Пример использования

import threading
import time

semaphore = threading.Semaphore(3)  # Одновременно могут работать 3 потока

def access_resource(thread_id):
    with semaphore:
        print(f"Поток {thread_id} получил доступ")
        time.sleep(2)
    print(f"Поток {thread_id} освободил доступ")

threads = []
for i in range(10):
    t = threading.Thread(target=access_resource, args=(i,))
    threads.append(t)
    t.start()

for t in threads:
    t.join()

Результат: Первые три потока получают доступ сразу, остальные ждут освобождения семафора.

Когда использовать: Для ограничения доступа к ресурсам с ограниченной пропускной способностью (например, подключения к базе данных).


3. Queue (очередь)

Queue — потокобезопасная структура данных для обмена сообщениями между потоками.
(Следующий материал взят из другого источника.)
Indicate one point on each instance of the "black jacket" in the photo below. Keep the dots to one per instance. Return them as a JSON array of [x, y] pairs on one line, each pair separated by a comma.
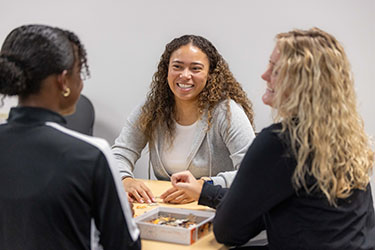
[[262, 196], [54, 182]]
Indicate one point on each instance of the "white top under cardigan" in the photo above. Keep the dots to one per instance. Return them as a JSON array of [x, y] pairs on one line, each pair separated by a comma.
[[175, 156], [216, 153]]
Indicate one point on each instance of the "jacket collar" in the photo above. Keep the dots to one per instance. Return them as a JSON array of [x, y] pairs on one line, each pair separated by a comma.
[[29, 115]]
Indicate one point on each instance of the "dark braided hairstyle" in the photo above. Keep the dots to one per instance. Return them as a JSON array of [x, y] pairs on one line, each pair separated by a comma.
[[30, 53]]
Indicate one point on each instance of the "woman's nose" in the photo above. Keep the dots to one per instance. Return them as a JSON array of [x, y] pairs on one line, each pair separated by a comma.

Она автоматически управляет блокировками, что упрощает реализацию шаблонов типа «Производитель-Потребитель».

Пример Producer-Consumer

import threading
import queue
import time

q = queue.Queue(maxsize=5)  # Очередь максимум на 5 элементов

def producer():
    for i in range(10):
        q.put(i)
        print(f"Произведено: {i}")
        time.sleep(0.5)

def consumer():
    while True:
        item = q.get()
        if item is None:  # Сигнал завершения
            break
        print(f"Потреблено: {item}")
        q.task_done()

# Запуск потоков
prod_thread = threading.Thread(target=producer)
cons_thread = threading.Thread(target=consumer)

prod_thread.start()
cons_thread.start()

prod_thread.join()
q.put(None)  # Отправка сигнала завершения потребителю
cons_thread.join()

Особенности:

  • Методы put() и get() блокируют поток, если очередь заполнена или пуста.
  • task_done() и join() используются для отслеживания завершения задач.

Когда использовать: Для безопасной передачи данных между потоками (например, обработка задач в фоне).


Сравнение и рекомендации

ИнструментНазначениеПример использования
LockЭксклюзивный доступ к ресурсуИзменение общей переменной
SemaphoreОграничение доступа N потоковПул подключений к базе данных
QueueБезопасный обмен даннымиМногопоточная обработка задач

Заключение

  • Lock защищает критические участки кода.
  • Semaphore ограничивает количество одновременных операций.
  • Queue упрощает обмен данными между потоками.

Выбор инструмента зависит от задачи: используйте Lock для синхронизации, Semaphore для ограничения доступа и Queue для передачи данных. Все эти механизмы помогают избежать ошибок в многопоточных приложениях.